Given below is an output of the commands usage,
So, couple of examples….
If you want to list all the DLR instances deployed and their internal names, net-vdr –instance -l will list out all the DLR instances as how ESXi sees them.
If you NSX GUI says that you have 4 VNI’s 5000, 5001, 5002 & 5003 defined and you need to check whether if all 4 VNI configurations are also present on the ESXi hosts, net-vdr -L -l default+edge-XX (where XX is the unique number assigned to each of your DLR) will show you all the DLR interface configuration, as how the ESXi host sees it.
If you want to see the ARP information within each DLR, net-vdr –nbr -l default+edge-XX (where XX is the unique number assigned to each DLR) will show you the ARP info.
Hope this would be of some use to those early adaptors of NSX out there….
Cheers
Chan
Yes, this was helpful. Thank you!
Hello, I hope you are fine.
Before anything I want to thank you so much for the documentation, it’s really good, nice job!

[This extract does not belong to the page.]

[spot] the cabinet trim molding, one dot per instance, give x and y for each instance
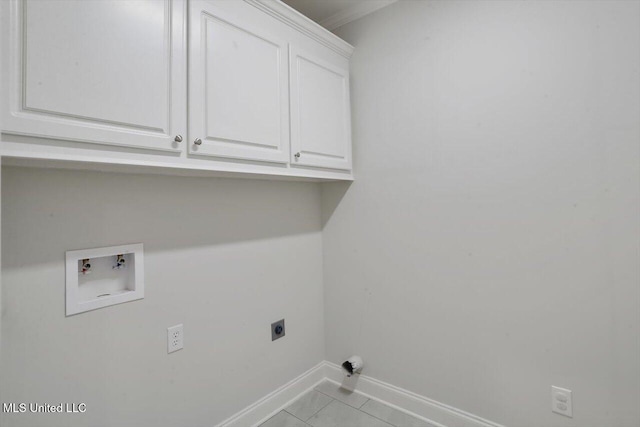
(301, 23)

Now, I’m a vSphere & NSX rookie (actually I have networking and security background, so everything involving VMWare it’s very new to me) anyway, I have an NSX Version:6.1.3 deployment and I’m experiencing this exact same behavior.

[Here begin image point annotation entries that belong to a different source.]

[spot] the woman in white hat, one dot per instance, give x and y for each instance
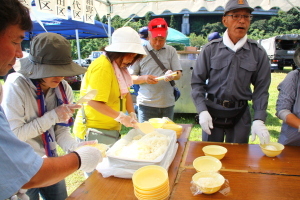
(38, 103)
(109, 75)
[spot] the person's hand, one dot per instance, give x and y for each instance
(65, 111)
(205, 121)
(89, 158)
(125, 120)
(87, 143)
(259, 128)
(169, 77)
(150, 79)
(133, 116)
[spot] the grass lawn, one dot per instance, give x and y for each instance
(273, 125)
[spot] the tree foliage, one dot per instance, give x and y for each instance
(261, 27)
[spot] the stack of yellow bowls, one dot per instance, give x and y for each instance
(151, 182)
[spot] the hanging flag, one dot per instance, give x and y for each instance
(77, 11)
(89, 12)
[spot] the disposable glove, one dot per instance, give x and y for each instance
(259, 128)
(89, 158)
(169, 77)
(65, 111)
(125, 120)
(133, 115)
(205, 121)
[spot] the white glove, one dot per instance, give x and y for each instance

I’m creating a very simple deployment: Network-A & Network-B communicated thru a DLR (of course each network on a vDS) and everybody ping each other, no problem. The issue, like yours is in the “Edge GW” that simply do not communicate properly with DLR (sometimes ON, sometimes OFF the ping between them) and no communications from the VMs to the outside world what so ever.

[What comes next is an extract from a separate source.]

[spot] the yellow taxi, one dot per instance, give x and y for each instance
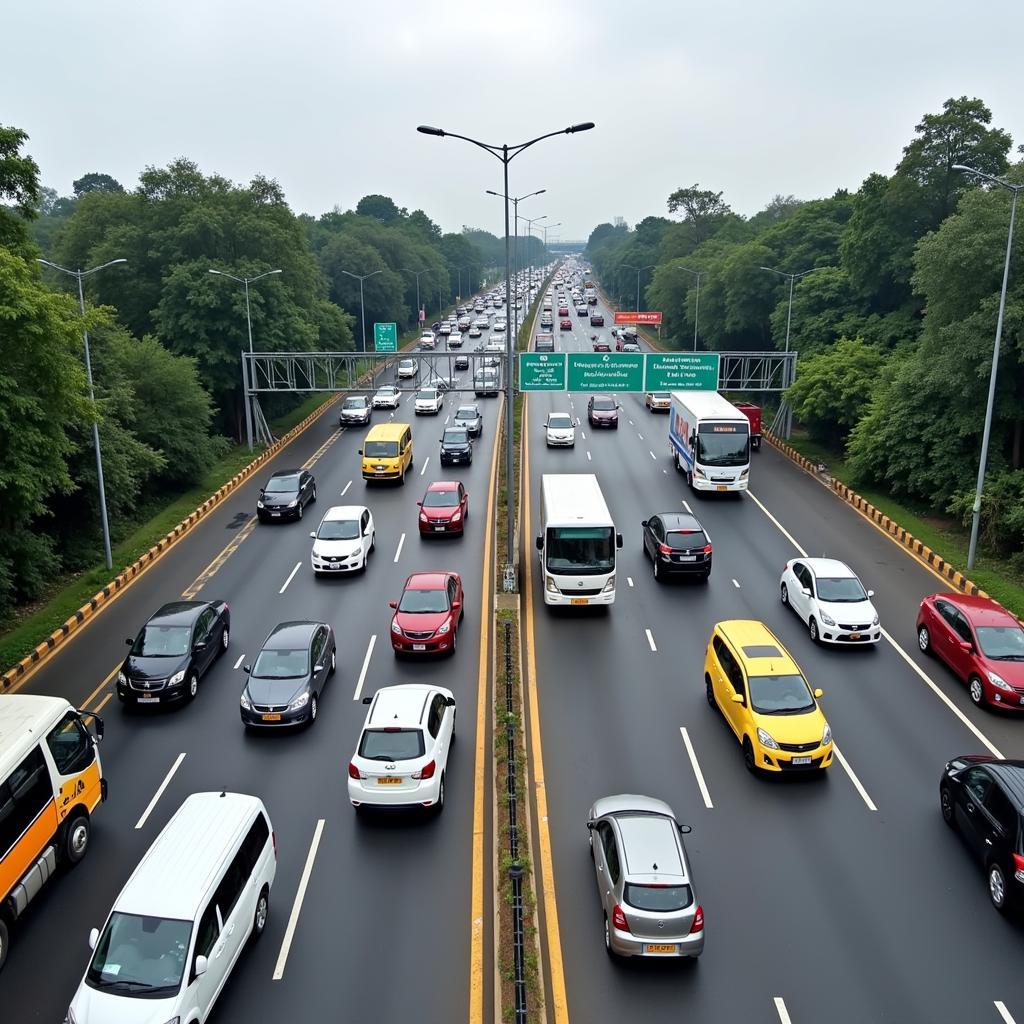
(761, 692)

So I followed your instructions (on the workaround) and I’m getting very weird replies when I try the netcpad commands:
vcenter:~ # /etc/init.d/netcpad stop
bash: /etc/init.d/netcpad: No such file or directory
and then I tried:
vcenter:~ # net-vdr
bash: net-vdr: command not found
Now I’m very stuck because I’m not sure if I configured a proper “Host Installation” (I remember that I had to forced the installation, Force-sync I thought it was the option I selected) or if I have to check anything else wrong.
I have doubts if I’m trying the commands in the CLI in the wrong prompt, I’ve noticed that your screenshots only have the ~# at the beginning and mine says “vcenter”. Maybe it sounds stupid but I’ve tried every workaround and I’m doubting everything around this deployment.
Any clue or any idea you can direct my way, would be very much appreciate it.
Are you sure you are running the commands in a ssh session on the DLR appliance itself rather than elsewhere (i.e. vCenter appliance or the NSX appliance itself?)
Hi, yes! indeed I was connecting to the vCenter instead of the ESXi host. Novice mistake…
Anyway, I’ve run the command where I should and following your pictures, everything looks correct, I reset the netcpad, I’ve checked its status, run the net-vdr commands for listing , interfaces and ARP for DLR instances (which is only 1) and everything looks fine.
From this point on, do you have any other suggestion?
For the VM’s to communicate out of the ESG (Edge service gateway), you need to have the appropriate routes configured (unless you have dynamic routing configured) as well as the appropriate NAT rules (SNAT and DNAT) so that when you ping out to an external IP (say the default gateway), the response can come back to source. Are these also in place?